Eine psychisch kranke Frau soll ihrem Sohn mindestens 14-mal Exkremente gespritzt haben. Seit Donnerstag muss sie sich dafür vor dem Berliner Landgericht verantworten.

Wegen versuchten Mordes an ihrem damals eineinhalbjährigem Sohn muss sich seit Donnerstag eine 30-jährige Frau vor dem Berliner Landgericht verantworten. Die Mutter ist angeklagt, im Herbst 2007 versucht zu haben, ihren körperlich und geistig zurückgebliebenen Jungen während eines Krankenhausaufenthaltes durch verunreinigte Spritzen zu töten. Die Angeklagte wollte sich zu Prozessbeginn zum Vorwurf noch nicht äußern.

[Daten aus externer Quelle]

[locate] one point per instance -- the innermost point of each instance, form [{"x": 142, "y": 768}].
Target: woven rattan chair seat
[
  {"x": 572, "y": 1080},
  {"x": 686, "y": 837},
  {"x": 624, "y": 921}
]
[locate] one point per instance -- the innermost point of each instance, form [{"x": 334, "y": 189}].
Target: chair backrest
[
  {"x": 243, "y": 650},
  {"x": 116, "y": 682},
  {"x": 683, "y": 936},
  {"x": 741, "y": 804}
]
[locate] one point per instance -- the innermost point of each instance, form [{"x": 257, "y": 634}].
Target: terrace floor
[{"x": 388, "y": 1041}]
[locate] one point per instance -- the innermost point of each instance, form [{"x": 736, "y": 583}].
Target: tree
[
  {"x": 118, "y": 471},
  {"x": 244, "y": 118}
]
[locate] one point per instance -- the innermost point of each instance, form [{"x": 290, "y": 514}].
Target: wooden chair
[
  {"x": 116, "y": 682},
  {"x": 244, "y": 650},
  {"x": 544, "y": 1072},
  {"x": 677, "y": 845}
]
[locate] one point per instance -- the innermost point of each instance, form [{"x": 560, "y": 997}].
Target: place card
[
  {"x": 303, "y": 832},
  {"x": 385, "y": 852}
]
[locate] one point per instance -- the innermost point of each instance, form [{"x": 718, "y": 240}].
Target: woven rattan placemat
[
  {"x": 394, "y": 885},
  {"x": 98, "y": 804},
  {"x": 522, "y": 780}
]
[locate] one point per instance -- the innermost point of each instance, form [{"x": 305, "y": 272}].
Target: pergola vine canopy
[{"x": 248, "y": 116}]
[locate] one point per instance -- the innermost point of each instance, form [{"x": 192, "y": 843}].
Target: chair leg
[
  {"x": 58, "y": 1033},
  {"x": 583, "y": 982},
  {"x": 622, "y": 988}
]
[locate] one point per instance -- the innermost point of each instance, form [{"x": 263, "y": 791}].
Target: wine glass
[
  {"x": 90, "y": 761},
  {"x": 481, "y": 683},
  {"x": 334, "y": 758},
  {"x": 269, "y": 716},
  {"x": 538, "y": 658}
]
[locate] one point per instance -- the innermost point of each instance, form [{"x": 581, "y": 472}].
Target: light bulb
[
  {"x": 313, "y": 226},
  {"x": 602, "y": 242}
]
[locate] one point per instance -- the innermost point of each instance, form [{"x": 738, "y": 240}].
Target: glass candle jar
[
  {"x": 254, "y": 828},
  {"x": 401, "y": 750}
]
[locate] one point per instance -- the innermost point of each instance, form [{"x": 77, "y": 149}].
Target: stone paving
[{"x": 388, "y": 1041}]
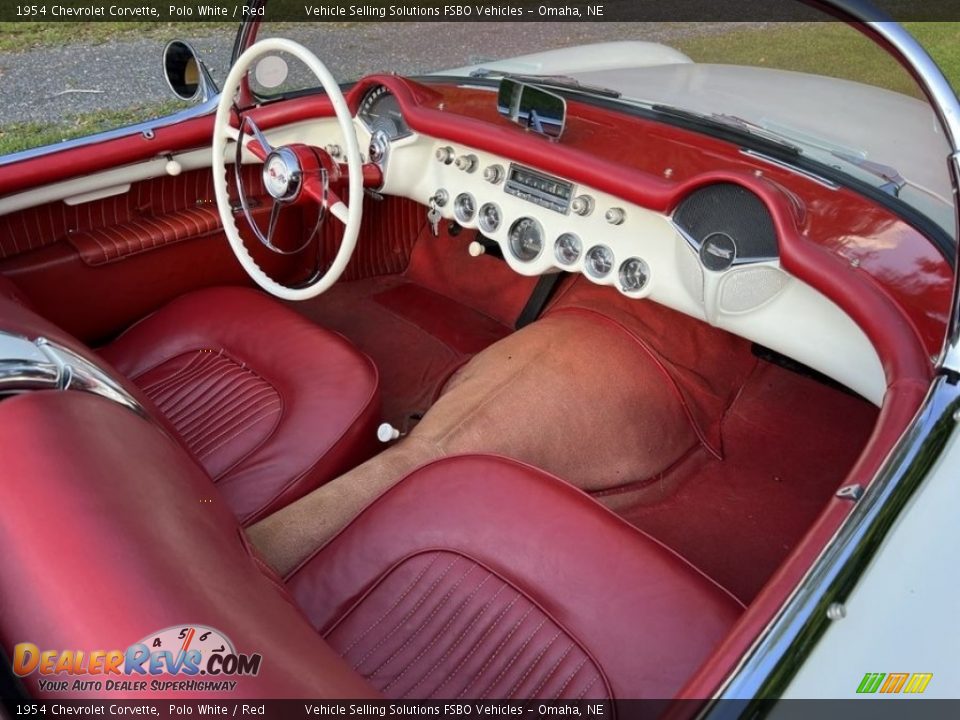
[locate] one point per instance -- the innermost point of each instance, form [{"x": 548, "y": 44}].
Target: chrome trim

Die unter einer seltenen Persönlichkeitsstörung, dem sogenannten Münchhausen-Stellvertretersyndrom leidende Frau soll ihrem Sohn zwischen dem 6. Oktober und 7. November 2007 mindestens 14 Mal eigene Exkremente über einen Veneneingang am Hals injiziert haben. Die Mutter habe den Tod ihres Jungen in Kauf genommen, um "im Sinne ihrer Erkrankung selbst mehr Aufmerksamkeit zu erhalten", sagte der Staatsanwalt. Das Münchhausen-Stellvertretersyndrom ist eine schwere seelische Störung, bei der Mütter an ihren Kindern Krankheiten vortäuschen oder willentlich erzeugen.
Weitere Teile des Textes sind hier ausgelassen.